Moreover, today’s hospitals are increasingly dependent on the bond market to raise capital. At one time, both government and philanthropists contributed a much larger share of the money hospitals needed to survive, but today, hospitals rely on borrowing by issuing bonds. And, quite understandably, a bondholder’s primary concern is not whether or not the hospital is serving its community, but whether or not he will receive the expected return on his investment. Thus, when bond rating agencies like Standard and Poor’s rate hospital bonds, they can’t give points for charitable care.
Nevertheless, if we are going to give nonprofits enormous tax exemptions, somebody needs to be keeping an eye on how they are spending their capital.
Two years after the Westchester CEO bragged about his new “product line” (liver transplants) The New York Times reported that a state audit of the very same Westchester hospital showed “mismanagement, sloppy accounting practices and wasteful spending” which “contributed to staggering financial losses.” The audit also showed that former executives at the hospital were spending lavishly on things like restaurants, hotels and florists—with scant controls or documentation” even while “the medical center’s finances were deteriorating.”But while some hospitals should lose their tax breaks, we don’t want to throw out the baby with the bath water by doing away with tax exemptions for all non-profits. They are different from for-profits-in ways that are essential to our health care system.
In the most recent issue of Health Affairs Bradford Gray and Mark Schlesinger very carefully analyze some 162 studies comparing the real-world performance of nonprofit and for-profit hospitals, nursing homes and health plans on a range of issues and discover that, while they may not be as different as one might expect, the fact is that, on average:
“for-profit organizations more aggressively mark up prices over costs and otherwise maximize revenue. This pattern has been documented among community general hospitals, nursing homes, psychiatric hospitals, drug treatment centers, rehabilitation facilities, and health plans.
“Second, nonprofit organizations appear more trustworthy in delivering services, being less likely to make misleading claims, to have complaints lodged against them by patients, and to treat vulnerable patients differently from other clientele.
“Third, nonprofits are typically the incubators of innovation, using philanthropy and cross-subsidies to finance the development of services for which there is not yet a market.
Moreover, while only about one-quarter of non-profit hospitals provide enough uncompensated care to the poor and uninsured to equal their tax benefits, “one study found that the nonprofit hospitals that were the least involved in free or subsidized treatment were the most engaged in other forms of community” service.
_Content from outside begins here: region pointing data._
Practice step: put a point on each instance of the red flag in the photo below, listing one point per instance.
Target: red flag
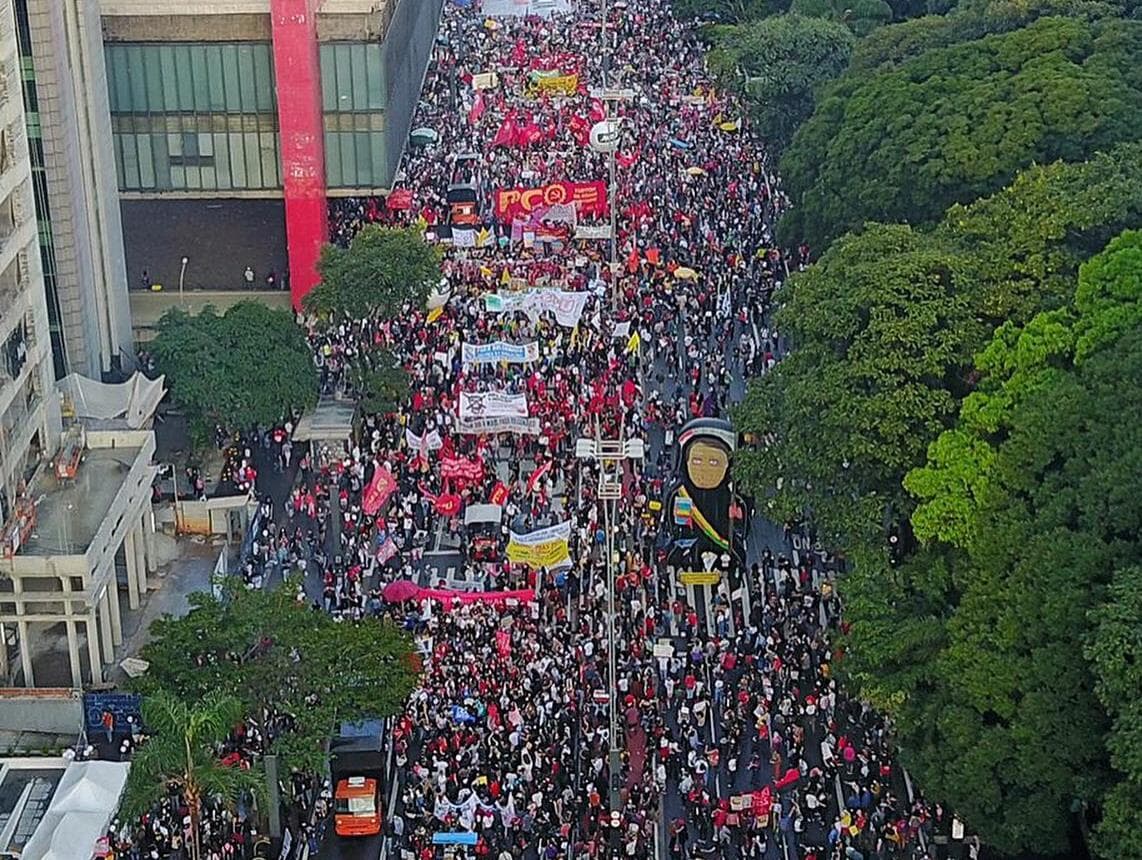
(633, 259)
(537, 475)
(580, 129)
(499, 493)
(378, 491)
(528, 135)
(477, 109)
(507, 131)
(626, 159)
(400, 199)
(448, 504)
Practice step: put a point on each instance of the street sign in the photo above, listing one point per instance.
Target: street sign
(611, 94)
(700, 577)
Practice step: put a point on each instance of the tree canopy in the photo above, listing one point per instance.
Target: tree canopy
(383, 270)
(905, 143)
(249, 366)
(1030, 511)
(894, 312)
(272, 652)
(783, 59)
(183, 750)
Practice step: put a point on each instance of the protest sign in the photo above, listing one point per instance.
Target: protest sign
(378, 491)
(498, 424)
(589, 198)
(541, 548)
(492, 404)
(567, 306)
(499, 351)
(425, 442)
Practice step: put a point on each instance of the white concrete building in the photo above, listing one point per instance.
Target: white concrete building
(29, 409)
(70, 506)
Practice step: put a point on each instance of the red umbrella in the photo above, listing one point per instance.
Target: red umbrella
(400, 591)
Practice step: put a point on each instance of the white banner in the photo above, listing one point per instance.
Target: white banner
(492, 404)
(432, 443)
(593, 231)
(499, 424)
(499, 351)
(567, 306)
(560, 531)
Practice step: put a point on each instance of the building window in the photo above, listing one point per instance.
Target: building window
(194, 115)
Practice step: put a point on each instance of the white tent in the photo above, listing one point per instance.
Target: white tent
(80, 811)
(114, 404)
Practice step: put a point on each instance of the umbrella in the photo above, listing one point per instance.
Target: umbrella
(400, 591)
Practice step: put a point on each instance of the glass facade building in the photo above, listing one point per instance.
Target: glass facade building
(202, 117)
(193, 117)
(40, 191)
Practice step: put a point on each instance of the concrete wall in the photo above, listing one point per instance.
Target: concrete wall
(149, 307)
(218, 236)
(49, 710)
(81, 183)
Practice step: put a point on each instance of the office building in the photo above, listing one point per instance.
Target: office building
(29, 409)
(74, 185)
(233, 121)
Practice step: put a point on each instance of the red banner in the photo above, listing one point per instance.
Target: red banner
(297, 77)
(588, 197)
(460, 468)
(762, 803)
(499, 493)
(378, 491)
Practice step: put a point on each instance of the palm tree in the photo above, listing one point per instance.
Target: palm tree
(183, 752)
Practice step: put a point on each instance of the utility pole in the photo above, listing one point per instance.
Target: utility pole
(610, 455)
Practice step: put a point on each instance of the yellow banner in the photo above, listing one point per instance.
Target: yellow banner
(565, 85)
(700, 577)
(548, 554)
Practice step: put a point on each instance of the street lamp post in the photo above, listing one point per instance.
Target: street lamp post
(182, 278)
(610, 455)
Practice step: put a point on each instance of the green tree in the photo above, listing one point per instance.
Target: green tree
(778, 63)
(891, 46)
(383, 270)
(728, 10)
(380, 383)
(1116, 654)
(952, 123)
(855, 316)
(183, 750)
(249, 366)
(273, 652)
(860, 16)
(882, 328)
(1036, 492)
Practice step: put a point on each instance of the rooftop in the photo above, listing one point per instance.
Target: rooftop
(25, 795)
(227, 7)
(70, 513)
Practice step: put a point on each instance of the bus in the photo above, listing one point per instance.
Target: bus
(356, 806)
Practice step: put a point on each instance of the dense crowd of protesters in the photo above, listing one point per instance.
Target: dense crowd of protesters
(734, 739)
(506, 736)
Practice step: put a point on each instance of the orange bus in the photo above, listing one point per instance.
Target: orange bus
(356, 806)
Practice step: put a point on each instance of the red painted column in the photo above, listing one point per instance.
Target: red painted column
(297, 74)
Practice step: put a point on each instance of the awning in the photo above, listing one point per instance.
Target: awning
(83, 804)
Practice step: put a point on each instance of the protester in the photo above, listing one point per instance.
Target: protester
(734, 740)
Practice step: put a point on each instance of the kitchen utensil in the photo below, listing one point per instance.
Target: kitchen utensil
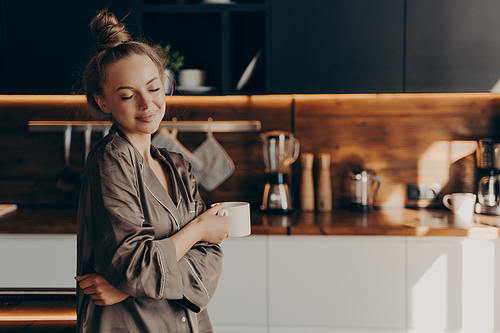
(247, 74)
(87, 139)
(68, 178)
(488, 163)
(280, 149)
(362, 189)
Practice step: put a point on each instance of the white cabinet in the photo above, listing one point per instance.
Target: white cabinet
(37, 261)
(337, 284)
(240, 302)
(452, 284)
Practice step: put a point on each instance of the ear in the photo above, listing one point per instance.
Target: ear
(102, 105)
The bottom line is that auditing nonprofits is a good idea, though federal investigators should turn to community experts to find out just how much service a nonprofit offers. Local GPs who work in low-cost clinics, for instance, will know how easy or difficult it is for a Medicaid or uninsured patient to get an appointment with a specialist at a hospital clinic.(And will that patient be seen by residents or a combination of teaching faculty and medical students?) Local educators will know which hospitals are making a contribution to health education in the schools.
Because the hospital industry is all about location, these audits must be done on a local basis, with the community weighing in on decisions. The many ways in which a hospital serves its community are not easy to quantify, and they vary, depending on the needs of the community.
At the same time, it is good for non-profit hospitals to know that they are accountable–and that if they forget their mission, they can (and should) lose that tax exemption.